The Rockbound Lake approach
Alternatively take the Rockbound Lake approach to Eisenhower Tower and from there follow the trail along Goat plateau from right to left to reach the start of the route.
The exposed ledge traverse on the Rockbound Lake approach
The top of the scrambling section of the Rockbound Lake approach
On Goat Plateau, just below the SE face of Eisenhower Tower
To get down, walk WAY west to reach a large low angle scree gully. The walk is likely farther than you will think. The correct gully is typically marked with a large cairn. Make sure to walk past the first un-cairned gulley, past another ravine to the correct gulley marked with many cairns. Once in the gulley, descend maybe 600 ft until you notice it go into a choke point which will look like a ravine. The gulley cliffs out here and look skiers right for chains and cairns. From these chains you rappel.

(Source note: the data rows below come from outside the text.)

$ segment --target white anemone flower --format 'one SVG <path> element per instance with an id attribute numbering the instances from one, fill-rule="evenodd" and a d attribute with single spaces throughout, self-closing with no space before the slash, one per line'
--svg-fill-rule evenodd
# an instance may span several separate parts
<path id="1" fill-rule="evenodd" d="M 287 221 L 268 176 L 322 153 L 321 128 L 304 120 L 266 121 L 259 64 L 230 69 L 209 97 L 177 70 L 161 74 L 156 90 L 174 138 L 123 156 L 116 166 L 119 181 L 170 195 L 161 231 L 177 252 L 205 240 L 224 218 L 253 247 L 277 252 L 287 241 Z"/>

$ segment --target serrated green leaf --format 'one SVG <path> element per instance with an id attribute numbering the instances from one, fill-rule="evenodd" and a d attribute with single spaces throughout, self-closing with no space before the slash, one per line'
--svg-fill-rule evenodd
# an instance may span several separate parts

The correct descent gully.
Rappels near the bottom of the gully to bypass chockstones. Look skiers right for chains and cairns. From these chains you rappel:
R1: 15m to slung boulder directly below chimney
R2: 35m down a larger chimney to chains on skiers left. If you have a 60m you can down climb when you run out of rope.
R3: 37m down to a ledge, skiers left of last rappel to chains. You can walk down to this small ledge if have a shorter rope.
R4: Over edge down to scree field. If you go skiers left once on the scree you can get off rappel in a little more level divot.
From here walk down more steep loose scree to until you see a few large angled ledges. Drop down onto the first ledge and walk downwards and left until you reach the lower gulley you came up. You can locate it by cairns and a slung flake. Now reverse descent.